I believe that living life is much more important than planning it. I am twenty-nine years old and I am nowhere near the place I thought I would be. I had a plan. It was a rough and simple plan, but a plan. By now I would be married to a great guy, have a couple of kids, a nice house and a dog. Perhaps I would have a job, but my husband was going to earn plenty of money, so that I could choose to be a stay-at-home mom, just like my mom.
By the winter of 2002, things were going according to plan. I was twenty-three and set to be married on December 7th. Since being married on Pearl Harbor Day might be bad luck, we moved the wedding to December 14th. The following summer I was pregnant. We didn’t have a house or dog yet, but they were in the works.
Later that year, just before our first anniversary, when I was around six months along in my pregnancy, my husband came up with the brilliant idea of moving into his mother’s basement: to save for our dream house. December 14, 2003, the morning we were supposed to begin celebrating being married for a whole year, he packed us up and we moved. I cleaned out my savings of $3,000 to pay our way out of our apartment lease.
Two weeks later, the day after Christmas, we were watching TV in my mother-in-law’s half- finished basement, careful not to not sit under the dripping pipes. The man of my dreams who I was going to spend my life with didn’t look at me when he said, “I don’t want to be married. I feel trapped.”
Huh? Everything was going great as far as I knew. I was wrong. Apparently. Suddenly I was homeless, moneyless, pregnant, and all of my plans were trashed.
After a while, I stopped crying. I realized that I mourned the ruin of my careful planning more than the actual loss of my marriage. The problem became that I didn’t know what to do with myself. I suddenly had no direction, no deadlines for my life. It was terrifying. I had no plan.
Since I had to do something, I just thought about what I wanted to do and could do. I started taking things as they came.
Four years later, I am working at a great job, and about to graduate college. How I managed it? I don’t know.

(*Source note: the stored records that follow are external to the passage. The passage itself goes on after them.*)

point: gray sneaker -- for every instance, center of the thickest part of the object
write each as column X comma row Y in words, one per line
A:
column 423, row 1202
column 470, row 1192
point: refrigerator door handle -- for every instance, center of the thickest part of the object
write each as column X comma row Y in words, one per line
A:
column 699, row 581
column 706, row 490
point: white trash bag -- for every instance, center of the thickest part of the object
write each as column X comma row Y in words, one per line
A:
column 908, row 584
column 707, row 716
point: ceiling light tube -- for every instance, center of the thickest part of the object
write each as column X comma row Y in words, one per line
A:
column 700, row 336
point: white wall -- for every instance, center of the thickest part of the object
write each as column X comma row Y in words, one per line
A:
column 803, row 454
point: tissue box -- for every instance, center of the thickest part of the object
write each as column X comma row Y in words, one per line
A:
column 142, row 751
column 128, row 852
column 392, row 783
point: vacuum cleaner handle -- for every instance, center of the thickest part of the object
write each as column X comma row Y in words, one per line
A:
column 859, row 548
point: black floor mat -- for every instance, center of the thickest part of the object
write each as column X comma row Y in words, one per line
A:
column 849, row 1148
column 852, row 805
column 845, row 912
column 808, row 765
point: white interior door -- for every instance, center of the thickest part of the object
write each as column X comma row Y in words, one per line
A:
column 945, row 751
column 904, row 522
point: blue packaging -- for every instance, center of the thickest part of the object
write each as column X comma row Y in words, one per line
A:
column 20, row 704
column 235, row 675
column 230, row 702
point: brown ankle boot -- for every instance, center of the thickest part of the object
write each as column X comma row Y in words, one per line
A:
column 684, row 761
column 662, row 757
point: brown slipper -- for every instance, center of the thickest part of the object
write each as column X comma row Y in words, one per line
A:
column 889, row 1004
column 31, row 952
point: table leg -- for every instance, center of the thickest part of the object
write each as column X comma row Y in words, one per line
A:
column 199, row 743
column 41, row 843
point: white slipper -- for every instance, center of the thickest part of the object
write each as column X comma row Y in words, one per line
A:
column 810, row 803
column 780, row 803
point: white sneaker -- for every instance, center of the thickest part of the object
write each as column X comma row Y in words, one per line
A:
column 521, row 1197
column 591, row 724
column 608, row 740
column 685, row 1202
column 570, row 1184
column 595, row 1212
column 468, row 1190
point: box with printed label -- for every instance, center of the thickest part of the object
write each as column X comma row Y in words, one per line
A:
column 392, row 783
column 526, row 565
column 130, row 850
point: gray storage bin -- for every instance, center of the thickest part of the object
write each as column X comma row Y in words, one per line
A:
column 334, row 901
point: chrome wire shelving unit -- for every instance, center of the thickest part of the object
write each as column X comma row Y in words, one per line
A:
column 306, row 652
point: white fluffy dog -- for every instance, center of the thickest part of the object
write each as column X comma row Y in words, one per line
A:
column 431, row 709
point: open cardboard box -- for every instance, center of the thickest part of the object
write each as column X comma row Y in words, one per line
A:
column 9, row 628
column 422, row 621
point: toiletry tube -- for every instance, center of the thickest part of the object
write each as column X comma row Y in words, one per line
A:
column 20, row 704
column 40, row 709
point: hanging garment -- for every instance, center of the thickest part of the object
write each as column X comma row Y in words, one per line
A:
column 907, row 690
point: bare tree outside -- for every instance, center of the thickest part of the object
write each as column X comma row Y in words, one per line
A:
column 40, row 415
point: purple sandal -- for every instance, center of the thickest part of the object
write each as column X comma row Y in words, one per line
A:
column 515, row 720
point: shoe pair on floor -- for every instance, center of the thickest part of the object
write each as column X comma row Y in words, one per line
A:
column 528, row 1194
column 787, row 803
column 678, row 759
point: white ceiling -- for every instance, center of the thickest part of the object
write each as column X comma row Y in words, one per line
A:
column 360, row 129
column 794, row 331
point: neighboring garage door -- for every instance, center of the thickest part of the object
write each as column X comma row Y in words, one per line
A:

My daughter is in pre-school and is a very happy, smart, beautiful little girl. I am dating and I have a cat. I am much more relaxed than I used to be. I no longer look at things in terms of what needs to get done and by when. Things have fallen into place: maybe not the place I originally intended, but a wonderful place anyway.
You can’t plan to be happy. If you’re lucky, you just end up where I am.